Yeah, the 'rules' for who can or cannot be a mutant are 'whatever the writer wants.' Nothing about real world genetics applies, and, just going by what's been written, I think it's safe to assume that not one X-writer in five knows *at all* how genetics and inheritance and mutation actually works.
Which is fine. It's a comic book, not a science textbook. Marvel mutants are just technobabble, like how vibranium works, or the utter hogwash that is size-changing (what happens to the sandwich Pym just ate when he shrinks? What happens to the air in his lungs when he grows? How much air does he need when he's sixty feet tall and weighs a 100 tons (and, therefore, must be able to lift at least 100 tons to even stand upright!)? How can he breathe when he can't fit an atom of oxygen into his mouth?).
As Tom Servo says,
"If you wonder how he eats and breathes, and other science facts,
remember that it's just a show, you really should relax!"
I'm pretty sure that thanks to the Celestials the potential to have the X-Gene exists in every human, it just rarely activates.
In the original Days of Future Past, the Sentinels divided humanity up into three categories. Mutants. Latents, with the potential to have mutant children, but not actually destined to become mutants themselves. And a third 'pure' category that the Sentinels allowed to breed, because they had no potential to become mutants *or* to produce mutant children.

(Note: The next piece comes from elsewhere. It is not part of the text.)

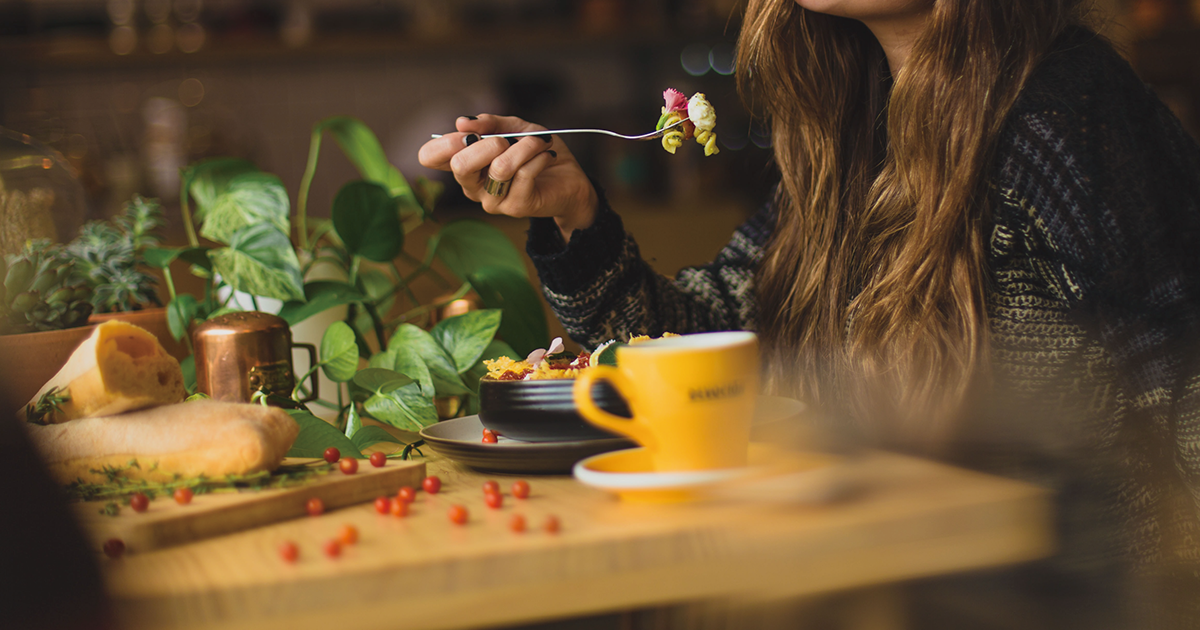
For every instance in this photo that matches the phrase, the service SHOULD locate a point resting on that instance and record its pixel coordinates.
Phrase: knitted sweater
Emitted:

So it seems that *some* of humanity escaped the Celestial tinkering, either on some far-flung continent, or because of interbreeding between early humanity and some species (Asgardians?, Faltinians?, Kree? Who knows.) that *didn't* have that tinkering.
The percentage didn't seem large, even way back then, suggesting that the majority of humanity at least had mutant latency, and could pass on that potential, if not having enough X-genetic factors to hop up to full mutant status themselves at puberty.